Я вновь бреюсь; притом что впускаю в себя появившуюся небольшую, а все же заботу. Звонок отца (из поколения до меня) и звонок дочери (из поколения после), накатываясь, встречными волнами они гасят друг друга. Но на какую-то секунду обе трели звучат в моих ушах одновременно, совпав и замкнувшись на моем «я», словно бы даты превыше заключенной меж ними жизни и потому затмевают, и словно бы «я» и есть простенькое замыкание двух взаимовстречных сигналов прошлого и будущего.
Представил себе, как он (встав с постели) идет звонить мне среди ночи, и раздражение мое сразу схлынуло. Телефон-автомат в двухстах шагах от дома – недалеко; но ведь надо одеться, надо соразмериться с погодой, надо решать, выпить ли чаю и после идти звонить или идти сразу, впопыхах, пока сон горяч и бьет, колотит в сердце, а сердце ухает, скачет, никак не попадает в норму, – после чаю, кто знает, идти расхочется и двести шагов уже покажутся долгими. Да, да, если идти сразу, то не надо преодолевать смущение и неловкость ночного звонка – впопыхах все можно.

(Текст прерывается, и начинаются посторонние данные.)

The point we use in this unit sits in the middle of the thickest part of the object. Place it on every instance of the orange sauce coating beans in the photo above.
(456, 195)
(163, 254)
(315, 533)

Он берет спички, надо их не забыть. Номер он помнит, но ведь надо видеть, крутить диск, когда в телефонной будке темно. Немножко со спичками, немножко на ощупь, так он и набирает мой номер.
Старый уже, согнутый, вот он стоит в телефонной будке пригорода (в будке нечисто и запахи) – вот вспыхнула там и быстро прогорела спичка. Вокруг ночь. Человек стоит и, бросив пятнадцать копеек, тихо, внимательно крутит диск. Этот старый человек – мой отец.